What does the log file show on that data node for when the index is created?

If you enumerate the shard ids and execute Cluster Allocation Explain API, what is returned for each shard?

GET /_cluster/allocation/explain?include_yes_decisions=true
{
  "index": "<index name>",
  "shard": 0,
  "primary": true
}

hi,

version details:
"version" : {
"number" : "5.6.3",
"build_hash" : "1a2f265",
"build_date" : "2017-10-06T20:33:39.012Z",
"build_snapshot" : false,
"lucene_version" : "6.6.1"
}

when i enumerate through the shards with the explain api, all shards return the following rebalance_explanation:
"rebalance_explanation" : "cannot rebalance as no target node exists that can both allocate this shard and improve the cluster balance"

from the data node log, in the 5 minutes time frame before the index was created, i see the following message repeating multiple times - on a different index:
[2018-07-10T10:30:00,877][DEBUG][o.e.a.b.TransportShardBulkAction] [iapp707-data] [mount_search-2018.07.10_0700][4] failed to execute bulk item (index) BulkShardRequest [[mount_search-2018.07.10_0700][4]]
containing [37] requests

Can you verify that all nodes are running exactly the same version, by running GET /_cat/nodes?h=id,ip,v,m ?

yes, all nodes are running 5.6.3:
curl --silent "my_ip/_cat/nodes?h=v" | sort | uniq
5.6.3

Have you tried using the total shards per node index setting?

i did not tried that setting.
i tried to change cluster.routing.allocation.balance.index to 0.75, expecting the shards to start relocate, but that never happened.
as i wrote above, i am confused as why my setting change did not have any effect (or at least the effect i expected it), and what is the difference to your suggestion?

Cluster settings take all indices into account while the one I linked to is per index.

so if most of the indices are distributed correctly, setting cluster.routing.allocation.balance.index to higher value may not have the expected effect because overall it will still not cross allocation.balance.threshold?
and you suggested setting is more 'aggressive', meaning there is no threshold involved, just making sure the shards are distributed?
also - is this setting only enforced at index creation time or also will reallocate existing indices?

It is a dynamic setting, so even though it probably would be good to set through an index template, I believe it should take effect and cause a rebalancing even if applied at a later stage. I have however not used it in a long time so am not entirely sure.

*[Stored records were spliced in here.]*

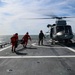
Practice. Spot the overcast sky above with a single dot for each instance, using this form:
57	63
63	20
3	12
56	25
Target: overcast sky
13	14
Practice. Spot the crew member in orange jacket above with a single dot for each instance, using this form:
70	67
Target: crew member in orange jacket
14	41
25	39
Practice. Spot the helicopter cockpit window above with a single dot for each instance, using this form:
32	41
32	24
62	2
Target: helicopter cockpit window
60	28
68	30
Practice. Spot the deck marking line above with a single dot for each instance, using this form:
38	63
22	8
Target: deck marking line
68	56
71	49
34	44
4	48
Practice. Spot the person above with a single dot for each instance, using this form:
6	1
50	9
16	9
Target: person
41	36
25	39
14	42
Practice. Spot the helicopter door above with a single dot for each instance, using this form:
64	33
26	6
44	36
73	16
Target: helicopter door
68	30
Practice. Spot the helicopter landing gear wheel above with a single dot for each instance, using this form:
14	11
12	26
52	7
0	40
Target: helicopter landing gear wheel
53	42
68	41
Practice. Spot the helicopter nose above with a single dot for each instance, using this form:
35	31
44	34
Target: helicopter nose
59	33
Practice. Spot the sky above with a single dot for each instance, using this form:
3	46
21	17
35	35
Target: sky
14	14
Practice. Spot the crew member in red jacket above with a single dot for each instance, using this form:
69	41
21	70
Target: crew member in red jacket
14	41
25	39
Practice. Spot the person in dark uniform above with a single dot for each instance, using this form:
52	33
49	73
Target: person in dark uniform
41	36
14	41
25	39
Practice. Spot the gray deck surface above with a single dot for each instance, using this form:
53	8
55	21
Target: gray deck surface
37	60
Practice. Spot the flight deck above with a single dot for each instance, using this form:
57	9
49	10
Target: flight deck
37	59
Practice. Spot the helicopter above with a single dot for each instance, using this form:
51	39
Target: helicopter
60	31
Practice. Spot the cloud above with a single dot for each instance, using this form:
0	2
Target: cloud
13	14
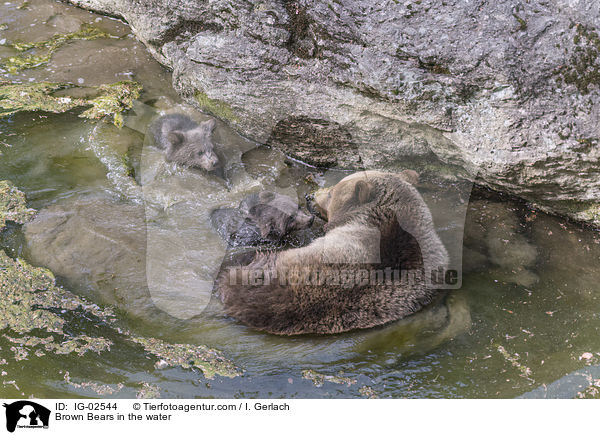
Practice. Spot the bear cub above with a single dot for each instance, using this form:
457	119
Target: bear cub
186	142
261	218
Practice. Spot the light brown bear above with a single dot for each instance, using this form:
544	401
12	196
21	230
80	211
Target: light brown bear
378	224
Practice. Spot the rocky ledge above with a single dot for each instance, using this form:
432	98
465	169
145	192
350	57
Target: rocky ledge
508	90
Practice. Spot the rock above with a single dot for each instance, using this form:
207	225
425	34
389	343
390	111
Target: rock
509	90
493	233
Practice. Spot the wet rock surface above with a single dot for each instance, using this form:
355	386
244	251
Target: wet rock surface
507	90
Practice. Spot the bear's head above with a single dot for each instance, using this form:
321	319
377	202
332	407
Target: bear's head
194	147
275	214
353	192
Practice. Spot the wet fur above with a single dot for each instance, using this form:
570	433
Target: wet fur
373	205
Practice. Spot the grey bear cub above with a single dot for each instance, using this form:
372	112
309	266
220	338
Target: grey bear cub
264	217
186	142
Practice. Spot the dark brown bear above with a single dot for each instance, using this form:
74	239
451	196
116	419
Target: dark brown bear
262	218
369	269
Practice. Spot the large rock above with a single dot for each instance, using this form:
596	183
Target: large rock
509	89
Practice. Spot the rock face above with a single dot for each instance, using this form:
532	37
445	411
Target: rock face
506	89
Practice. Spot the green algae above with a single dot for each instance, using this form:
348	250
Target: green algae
148	391
110	100
209	361
99	389
218	108
113	100
13	205
319	379
30	301
24	61
583	69
514	361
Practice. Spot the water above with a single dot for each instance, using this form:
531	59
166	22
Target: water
526	313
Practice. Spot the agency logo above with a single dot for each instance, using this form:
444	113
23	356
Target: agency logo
26	414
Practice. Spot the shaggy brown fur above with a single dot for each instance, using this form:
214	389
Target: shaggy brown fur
376	221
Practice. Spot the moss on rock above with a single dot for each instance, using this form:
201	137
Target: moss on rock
111	99
20	62
209	361
13	205
319	379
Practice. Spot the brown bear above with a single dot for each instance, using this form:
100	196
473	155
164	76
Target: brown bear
186	142
370	268
262	218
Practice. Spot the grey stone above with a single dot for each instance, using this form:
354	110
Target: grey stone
507	89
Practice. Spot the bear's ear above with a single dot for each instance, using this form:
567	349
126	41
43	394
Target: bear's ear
265	230
175	137
363	192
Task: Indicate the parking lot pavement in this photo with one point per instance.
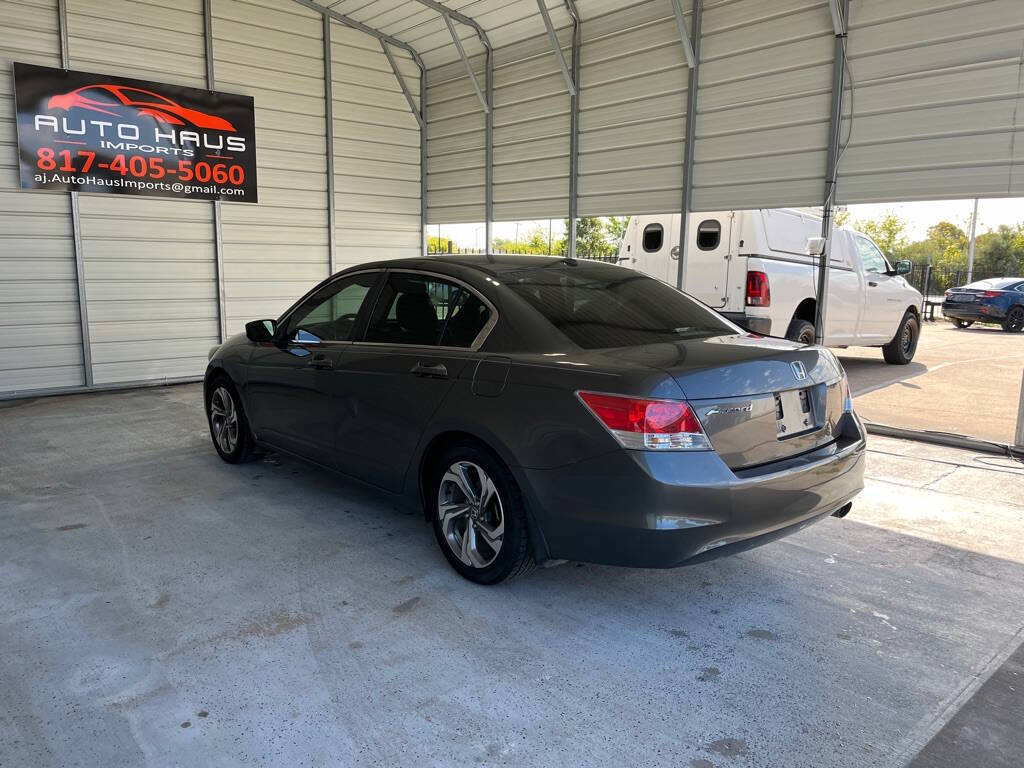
(161, 607)
(963, 381)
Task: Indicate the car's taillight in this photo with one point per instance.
(758, 290)
(643, 424)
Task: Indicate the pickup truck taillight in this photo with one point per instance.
(758, 291)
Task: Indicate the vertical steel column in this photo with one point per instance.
(76, 223)
(574, 129)
(690, 141)
(218, 236)
(832, 163)
(423, 158)
(332, 258)
(488, 159)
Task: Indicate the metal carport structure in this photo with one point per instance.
(378, 117)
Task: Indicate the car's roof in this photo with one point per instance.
(487, 263)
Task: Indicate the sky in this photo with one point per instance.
(919, 217)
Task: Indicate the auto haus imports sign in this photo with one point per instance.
(96, 133)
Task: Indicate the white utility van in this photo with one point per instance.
(758, 267)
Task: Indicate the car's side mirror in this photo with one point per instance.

Best way to find out is probably to try.

i will give it try and update soon - thanks

it worked - all shards are now distributed on different nodes.
do you recommend to apply this setting to all indices, or 'as needed'? i am referring to note at the bottom of the documentation page: "These settings impose a hard limit which can result in some shards not being allocated. Use with caution."

If you use this by default and lose a few data nodes so that all primary and replica shards can not be allocated to distinct hosts I assume the index would go to a yellow state (red if all primaries could not be all allocated). You are in a better position to judge what impact this would have on your use case and how likely it is to happen.

Christian/forloop,

thanks for helping with this issue!

Ofer

This topic was automatically closed 28 days after the last reply. New replies are no longer allowed.